Deck Chairs, the Titanic, and Me
May 1, 2006 8:05 AM Subscribe
What actually happens when one goes through credit counseling and/or debt consolidation? I'm in an ugly mess and I'm scared--everyone tells me it's not that bad, but that's only in comparison to horror stories. I see that it's not getting better anytime soon. Details inside--any practical advice is appreciated!
posted by scaryblackdeath to work & money (34 answers total) 2 users marked this as a favorite
I'm looking at $15k in credit card debt. Some of this was probably unavoidable. Some of it was me stupidly living beyond my means. Every time in the last two years I've thought things would improve, they don't. I don't make much money; I can say that will improve someday in the next couple years, but I couldn't say precisely when.
At the moment, I have pretty good credit. My debts look like they may soon be outside of my ability to pay. I'm also looking at the potential for seasonal unemployment for a couple months here (I substitute teach), and while I'm looking hard for something to cover that, I'm concerned about the worst-case-scenario.

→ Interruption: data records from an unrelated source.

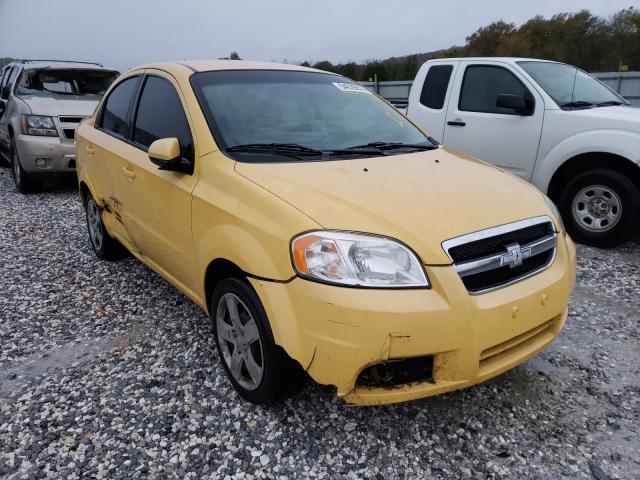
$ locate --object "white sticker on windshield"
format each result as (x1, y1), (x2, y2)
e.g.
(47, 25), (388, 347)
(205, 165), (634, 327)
(333, 82), (371, 93)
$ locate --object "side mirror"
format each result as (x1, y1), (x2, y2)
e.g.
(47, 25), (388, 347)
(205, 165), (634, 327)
(496, 93), (533, 115)
(148, 137), (193, 174)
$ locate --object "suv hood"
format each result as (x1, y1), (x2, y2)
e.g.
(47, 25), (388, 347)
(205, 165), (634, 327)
(19, 95), (100, 117)
(571, 106), (640, 132)
(236, 148), (550, 265)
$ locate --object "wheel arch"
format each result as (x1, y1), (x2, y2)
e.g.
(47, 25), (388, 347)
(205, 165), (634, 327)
(547, 152), (640, 202)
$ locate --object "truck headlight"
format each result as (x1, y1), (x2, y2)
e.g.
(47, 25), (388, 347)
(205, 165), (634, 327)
(543, 194), (567, 235)
(291, 230), (429, 288)
(22, 115), (58, 137)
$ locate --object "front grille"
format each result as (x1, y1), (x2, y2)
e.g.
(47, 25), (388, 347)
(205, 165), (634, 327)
(442, 216), (556, 294)
(449, 222), (553, 263)
(58, 116), (84, 123)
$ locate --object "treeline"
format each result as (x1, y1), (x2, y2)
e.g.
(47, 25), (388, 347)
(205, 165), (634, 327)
(303, 7), (640, 81)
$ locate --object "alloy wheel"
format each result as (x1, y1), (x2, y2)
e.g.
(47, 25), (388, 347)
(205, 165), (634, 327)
(216, 293), (264, 390)
(571, 185), (622, 233)
(87, 199), (104, 250)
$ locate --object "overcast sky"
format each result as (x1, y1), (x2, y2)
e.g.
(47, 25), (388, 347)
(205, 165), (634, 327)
(0, 0), (640, 69)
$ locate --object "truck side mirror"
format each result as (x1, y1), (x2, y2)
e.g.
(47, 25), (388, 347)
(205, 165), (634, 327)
(496, 93), (533, 115)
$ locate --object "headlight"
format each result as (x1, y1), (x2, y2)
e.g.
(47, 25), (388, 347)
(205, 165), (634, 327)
(22, 115), (58, 137)
(543, 194), (566, 235)
(291, 231), (429, 288)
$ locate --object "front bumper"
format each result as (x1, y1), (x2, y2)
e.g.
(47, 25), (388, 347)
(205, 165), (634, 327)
(251, 237), (575, 405)
(16, 135), (76, 174)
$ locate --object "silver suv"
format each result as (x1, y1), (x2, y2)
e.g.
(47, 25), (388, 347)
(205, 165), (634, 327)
(0, 60), (118, 193)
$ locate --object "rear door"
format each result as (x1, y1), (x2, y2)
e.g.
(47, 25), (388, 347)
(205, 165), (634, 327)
(86, 74), (141, 247)
(443, 61), (544, 180)
(118, 70), (197, 289)
(407, 61), (460, 142)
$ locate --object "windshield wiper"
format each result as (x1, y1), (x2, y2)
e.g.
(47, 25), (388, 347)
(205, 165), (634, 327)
(596, 100), (625, 107)
(349, 142), (438, 151)
(226, 143), (385, 160)
(560, 100), (596, 108)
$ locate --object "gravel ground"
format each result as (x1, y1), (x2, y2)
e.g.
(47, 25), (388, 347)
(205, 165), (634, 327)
(0, 168), (640, 479)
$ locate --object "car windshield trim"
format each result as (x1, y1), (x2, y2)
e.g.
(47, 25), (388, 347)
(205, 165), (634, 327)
(516, 60), (629, 110)
(190, 69), (437, 163)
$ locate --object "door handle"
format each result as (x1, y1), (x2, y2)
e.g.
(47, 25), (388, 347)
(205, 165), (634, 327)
(122, 167), (136, 178)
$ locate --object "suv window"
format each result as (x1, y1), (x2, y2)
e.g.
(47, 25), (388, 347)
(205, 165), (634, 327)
(420, 65), (453, 110)
(458, 65), (534, 114)
(133, 76), (193, 160)
(100, 77), (138, 138)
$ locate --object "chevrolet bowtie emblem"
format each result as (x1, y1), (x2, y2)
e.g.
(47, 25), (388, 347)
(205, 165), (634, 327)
(500, 243), (531, 268)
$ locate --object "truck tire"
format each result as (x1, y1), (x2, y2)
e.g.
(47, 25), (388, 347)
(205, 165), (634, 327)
(210, 278), (305, 405)
(558, 168), (640, 248)
(9, 138), (42, 194)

About a month & a half ago, I goofed up and failed to make a credit card payment (first time ever, I simply thought it was done when it wasn't) and now I've been nailed with a 30.34% APR on that $6500 balance. I already asked if there was any way to change that back, and the card company said no. Obviously it's time to roll that over to someplace else.
The other credit card is nearing $8k, and I've got a remaining $500 on a Firestone card... with all this together, I've decided to just go for counseling and/or consolidation.
The service I called sent me a budgeting sheet and asked me to have that ready when the counselor calls me in a couple days. Clearly I need to tighten my belt and engage in more disciplined living, but somehow that alone doesn't sound like it'll make everything better.
What can I reasonably expect? I've heard of people having debts reduced and/or eliminated, but that sounds like a pipe dream and it's usually in regards to people in worse situations than mine. Much as I wish someone would wave a magic wand and make my debts go away, I doubt that's gonna happen.
Oh. And I'm horribly embarrassed by all this, because I used to think I'm a responsible person. Duh.